Now compare with the statistics on the current U.S. aerial bombing campaign in Iraq and Syria. According to Central Command, in the 59 days between August 8, when the campaign started, and October 6, the U.S. has conducted 360 strikes utilizing 955 munitions.
That’s a big difference between dropping 17,500 munitions in Afghanistan and 955 in Iraq/Syria. So rare are U.S. strikes today that Centcom has actually taken to issuing press releases to announce the dropping of two 500-pound bombs.

And what we are dropping is far less effective “because Obama has refused U.S. Special Operations personnel permission to go out into the field alongside indigenous forces to call in airstrikes as they did so effectively alongside the Northern Alliance in Afghanistan.”

It almost seems like the president is not even trying to degrade the Islamic State, let alone destroy it. So if he is not putting in ground troops and not deploying serious air power how is he doing with coalition-building? Not well.

In the latest bit of not-very-smart diplomacy the administration took to publicly excoriating Turkey. It is true our frenemy in Ankara is hedging its bets, unwilling to bolster the Kurds and wary of Bashar al-Assad’s continued, bloody reign, but as the Wall Street Journal editorial board has observed,”Mr. Erdogan has called for ground forces but isn’t willing to go it alone. That would mean taking on the risks of fighting ISIS, as well as the backlash from Iran and Russia for violating Syria’s ‘sovereignty.'” Perhaps if the U.S. would take meaningful action on the ground and in the air, others would follow.

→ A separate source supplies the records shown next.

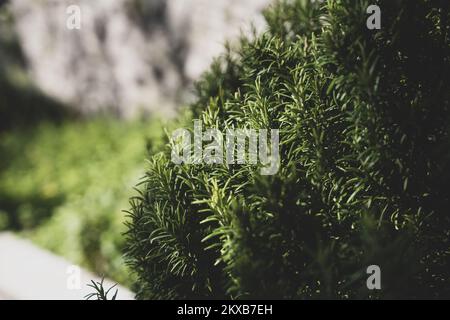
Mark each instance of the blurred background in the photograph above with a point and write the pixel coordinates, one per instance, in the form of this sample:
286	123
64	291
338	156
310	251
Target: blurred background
80	110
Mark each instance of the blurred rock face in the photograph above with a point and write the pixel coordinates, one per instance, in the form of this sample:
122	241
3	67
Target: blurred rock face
129	55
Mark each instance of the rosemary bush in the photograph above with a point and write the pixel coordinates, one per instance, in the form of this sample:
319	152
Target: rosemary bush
364	144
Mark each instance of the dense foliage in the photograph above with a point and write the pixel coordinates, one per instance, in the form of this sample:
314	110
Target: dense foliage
364	131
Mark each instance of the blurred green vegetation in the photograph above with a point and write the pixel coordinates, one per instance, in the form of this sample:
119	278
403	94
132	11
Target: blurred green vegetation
65	186
65	180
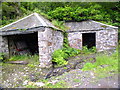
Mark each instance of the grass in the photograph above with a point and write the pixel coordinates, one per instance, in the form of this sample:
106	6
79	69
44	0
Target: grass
60	25
60	84
77	80
104	65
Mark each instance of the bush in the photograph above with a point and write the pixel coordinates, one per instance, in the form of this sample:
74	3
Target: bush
59	56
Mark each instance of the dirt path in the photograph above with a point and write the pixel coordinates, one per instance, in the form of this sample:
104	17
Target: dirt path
13	76
86	79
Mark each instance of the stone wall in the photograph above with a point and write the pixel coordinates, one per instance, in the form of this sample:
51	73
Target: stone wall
48	41
4	45
106	39
75	40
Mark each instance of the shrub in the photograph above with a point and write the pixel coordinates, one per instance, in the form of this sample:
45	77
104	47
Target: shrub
59	57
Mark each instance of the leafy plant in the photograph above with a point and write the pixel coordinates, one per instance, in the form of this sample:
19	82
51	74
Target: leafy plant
59	57
104	64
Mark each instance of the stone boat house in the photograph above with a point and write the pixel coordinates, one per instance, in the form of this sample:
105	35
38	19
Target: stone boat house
34	34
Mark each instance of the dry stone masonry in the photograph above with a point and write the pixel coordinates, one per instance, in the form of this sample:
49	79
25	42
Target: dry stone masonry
106	36
48	41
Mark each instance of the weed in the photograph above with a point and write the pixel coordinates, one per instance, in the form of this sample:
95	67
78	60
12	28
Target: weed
60	84
77	80
59	24
104	64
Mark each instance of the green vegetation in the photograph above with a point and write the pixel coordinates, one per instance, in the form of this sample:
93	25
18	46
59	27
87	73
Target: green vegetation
59	24
106	12
85	50
104	65
60	84
77	80
59	56
24	57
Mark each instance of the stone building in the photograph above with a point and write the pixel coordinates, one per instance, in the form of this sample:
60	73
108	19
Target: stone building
34	34
91	33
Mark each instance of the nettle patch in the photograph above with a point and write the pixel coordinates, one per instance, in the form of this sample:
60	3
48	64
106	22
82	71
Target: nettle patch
60	56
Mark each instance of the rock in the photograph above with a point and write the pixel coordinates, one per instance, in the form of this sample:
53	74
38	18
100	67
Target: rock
53	82
18	62
25	82
39	84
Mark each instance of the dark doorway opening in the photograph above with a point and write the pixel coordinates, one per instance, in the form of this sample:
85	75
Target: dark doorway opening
89	39
23	44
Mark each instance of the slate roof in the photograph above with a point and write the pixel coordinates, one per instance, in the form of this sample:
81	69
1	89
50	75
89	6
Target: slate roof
88	25
29	22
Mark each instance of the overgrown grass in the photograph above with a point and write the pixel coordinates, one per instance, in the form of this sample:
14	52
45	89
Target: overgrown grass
60	84
24	57
104	65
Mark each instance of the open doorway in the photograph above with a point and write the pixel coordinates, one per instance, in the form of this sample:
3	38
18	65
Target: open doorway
23	44
89	39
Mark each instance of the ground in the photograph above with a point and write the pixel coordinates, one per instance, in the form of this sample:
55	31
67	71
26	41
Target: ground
32	76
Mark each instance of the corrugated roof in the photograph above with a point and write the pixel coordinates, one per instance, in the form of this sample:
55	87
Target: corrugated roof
31	21
89	25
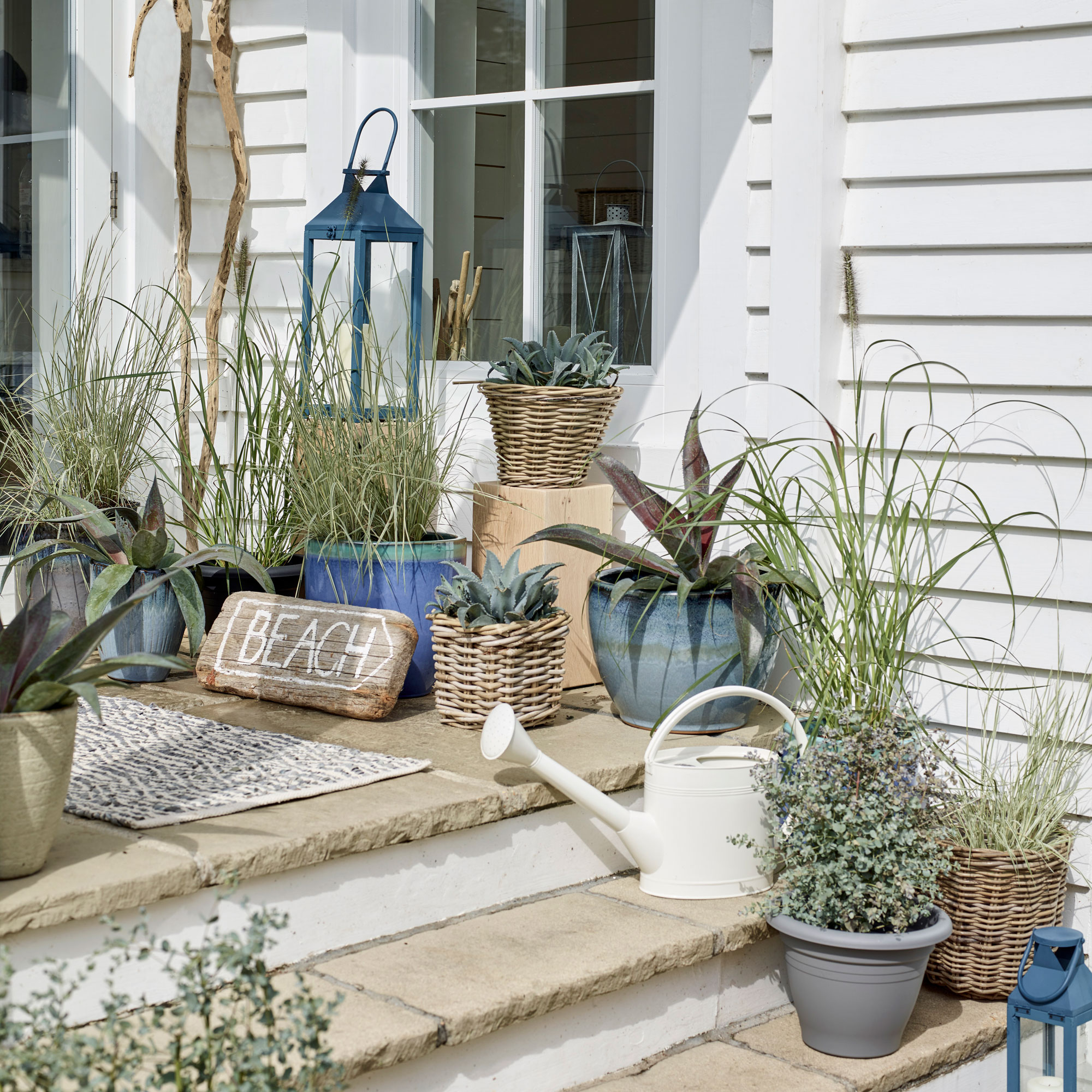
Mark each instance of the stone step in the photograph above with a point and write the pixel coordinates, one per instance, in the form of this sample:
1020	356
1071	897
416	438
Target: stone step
548	993
951	1044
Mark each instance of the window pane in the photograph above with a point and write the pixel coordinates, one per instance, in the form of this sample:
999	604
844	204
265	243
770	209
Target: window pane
599	42
34	179
472	48
598	262
478	206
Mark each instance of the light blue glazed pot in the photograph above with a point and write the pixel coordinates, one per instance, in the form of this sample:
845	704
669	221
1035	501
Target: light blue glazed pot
651	656
400	577
155	625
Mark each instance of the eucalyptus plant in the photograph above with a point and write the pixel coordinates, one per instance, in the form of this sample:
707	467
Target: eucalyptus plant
135	541
584	361
687	533
41	671
502	595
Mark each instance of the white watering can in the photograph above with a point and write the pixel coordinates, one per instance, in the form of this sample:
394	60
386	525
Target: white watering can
696	799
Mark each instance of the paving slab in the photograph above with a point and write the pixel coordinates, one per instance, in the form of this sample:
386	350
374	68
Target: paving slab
731	918
719	1067
91	872
943	1031
366	1034
494	970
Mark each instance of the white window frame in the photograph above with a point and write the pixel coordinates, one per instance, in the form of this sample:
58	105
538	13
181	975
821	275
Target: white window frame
533	97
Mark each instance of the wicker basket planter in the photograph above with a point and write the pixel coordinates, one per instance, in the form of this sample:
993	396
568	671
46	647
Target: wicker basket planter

The American people are right to be disturbed about their commander in chief. A CBS poll finds, “Forty percent approve of the job the President is doing on ISIS, but more (51 percent) disapprove. In September, the split was 39 percent approval, 48 percent disapproval. A month ahead of the midterm elections, Republicans hold a large advantage on the issue of terrorism — as they did in September. Fifty-three percent of voters think the Republican Party will do a better job dealing with terrorism, while far fewer – 32 percent – pick the Democrats. . . . 54 percent saying a terror attack on the homeland in the next few months is somewhat or very likely.”

If and when the president gets serious about leading the West to victory over the Islamic State those numbers might change. But until then, our allies and the American people are right to be nervous. The president is simply going through the motions while the Islamic State grows stronger.